From 1940 to 1970, the enthusiasm for the use of robots in industrial applications ballooned. Industrial robot development became a task for companies and research institutes. Thereafter, American research institutions began to develop industrial robots. The Versatile Transfer Machine [6] and Unimate [7] are representative robots that were developed during this period.

The period from 1960 to 1970 is regarded as the cradle period of robot development. In 1964, Waseda University began to research machine-controlled prostheses [8,9]. Around the same time, US companies such as GE developed prototypes for the current power suits and mobile robots for military purposes [10,11].

“The First Development Period” of Japanese robots took place from 1971 to 1975. In addition to Unimate, which was popular among many companies in the 1960s, Hitachi also developed an automatic casting robot in 1975 [12]. The automatic casting robot was the first robot that could control the height of a runner surface using a visual sensor on the factory line.

The late 1970s saw further development of industrial robots.

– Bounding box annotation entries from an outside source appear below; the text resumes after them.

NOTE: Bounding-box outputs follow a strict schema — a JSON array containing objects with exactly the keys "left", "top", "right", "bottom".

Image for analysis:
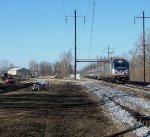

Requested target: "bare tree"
[{"left": 29, "top": 60, "right": 38, "bottom": 76}]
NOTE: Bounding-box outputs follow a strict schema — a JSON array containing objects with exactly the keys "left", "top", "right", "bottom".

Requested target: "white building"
[{"left": 8, "top": 68, "right": 30, "bottom": 76}]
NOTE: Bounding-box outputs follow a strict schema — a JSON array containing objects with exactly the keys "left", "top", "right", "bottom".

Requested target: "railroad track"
[{"left": 88, "top": 83, "right": 150, "bottom": 127}]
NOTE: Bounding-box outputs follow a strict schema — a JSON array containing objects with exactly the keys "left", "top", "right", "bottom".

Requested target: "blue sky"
[{"left": 0, "top": 0, "right": 150, "bottom": 68}]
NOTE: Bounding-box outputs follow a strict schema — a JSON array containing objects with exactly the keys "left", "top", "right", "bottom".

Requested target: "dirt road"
[{"left": 0, "top": 82, "right": 134, "bottom": 137}]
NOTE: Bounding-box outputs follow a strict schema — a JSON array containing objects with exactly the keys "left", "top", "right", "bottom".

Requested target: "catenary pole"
[
  {"left": 74, "top": 10, "right": 77, "bottom": 80},
  {"left": 134, "top": 11, "right": 150, "bottom": 82}
]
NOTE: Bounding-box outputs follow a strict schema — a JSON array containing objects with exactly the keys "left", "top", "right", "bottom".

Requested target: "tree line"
[{"left": 29, "top": 51, "right": 73, "bottom": 78}]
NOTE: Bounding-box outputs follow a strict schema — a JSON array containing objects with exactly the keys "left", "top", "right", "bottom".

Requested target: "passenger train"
[{"left": 83, "top": 59, "right": 130, "bottom": 83}]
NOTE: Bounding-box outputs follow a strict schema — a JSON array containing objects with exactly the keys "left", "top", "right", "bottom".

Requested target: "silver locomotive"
[{"left": 83, "top": 59, "right": 130, "bottom": 82}]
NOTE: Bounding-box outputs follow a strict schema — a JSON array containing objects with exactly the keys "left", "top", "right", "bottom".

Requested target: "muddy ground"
[{"left": 0, "top": 81, "right": 136, "bottom": 137}]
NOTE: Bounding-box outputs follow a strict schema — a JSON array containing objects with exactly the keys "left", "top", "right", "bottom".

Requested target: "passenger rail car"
[
  {"left": 83, "top": 59, "right": 130, "bottom": 82},
  {"left": 101, "top": 59, "right": 129, "bottom": 82}
]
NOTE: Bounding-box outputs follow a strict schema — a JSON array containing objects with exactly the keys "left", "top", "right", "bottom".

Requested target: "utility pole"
[
  {"left": 74, "top": 10, "right": 77, "bottom": 80},
  {"left": 66, "top": 10, "right": 85, "bottom": 80},
  {"left": 134, "top": 11, "right": 150, "bottom": 82}
]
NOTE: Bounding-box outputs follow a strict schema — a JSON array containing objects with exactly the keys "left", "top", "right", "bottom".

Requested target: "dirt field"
[{"left": 0, "top": 79, "right": 135, "bottom": 137}]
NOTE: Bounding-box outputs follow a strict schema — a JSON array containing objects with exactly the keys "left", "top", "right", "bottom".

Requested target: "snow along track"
[{"left": 83, "top": 82, "right": 150, "bottom": 137}]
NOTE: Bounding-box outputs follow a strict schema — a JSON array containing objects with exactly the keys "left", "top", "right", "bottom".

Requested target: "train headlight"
[{"left": 124, "top": 71, "right": 128, "bottom": 75}]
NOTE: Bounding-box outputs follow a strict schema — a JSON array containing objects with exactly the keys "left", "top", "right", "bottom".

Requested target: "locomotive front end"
[{"left": 112, "top": 59, "right": 130, "bottom": 82}]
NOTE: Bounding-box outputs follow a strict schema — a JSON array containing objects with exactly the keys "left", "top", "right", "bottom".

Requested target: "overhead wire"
[{"left": 89, "top": 0, "right": 95, "bottom": 59}]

For example, SCARA [13,14], a horizontal multi joint assembly line robot that was developed by Professor Makino of Yamanashi University, was popular among many companies for its precision work. Meanwhile, the United States developed a vertical articulated robot called the PUMA [15,16]. Outside the industry, robots were also used in other fields. For example, Matsushita pioneered the development of a communication robot called Tama [17,18] while Secom developed a food assistant robot named My Spoon [19].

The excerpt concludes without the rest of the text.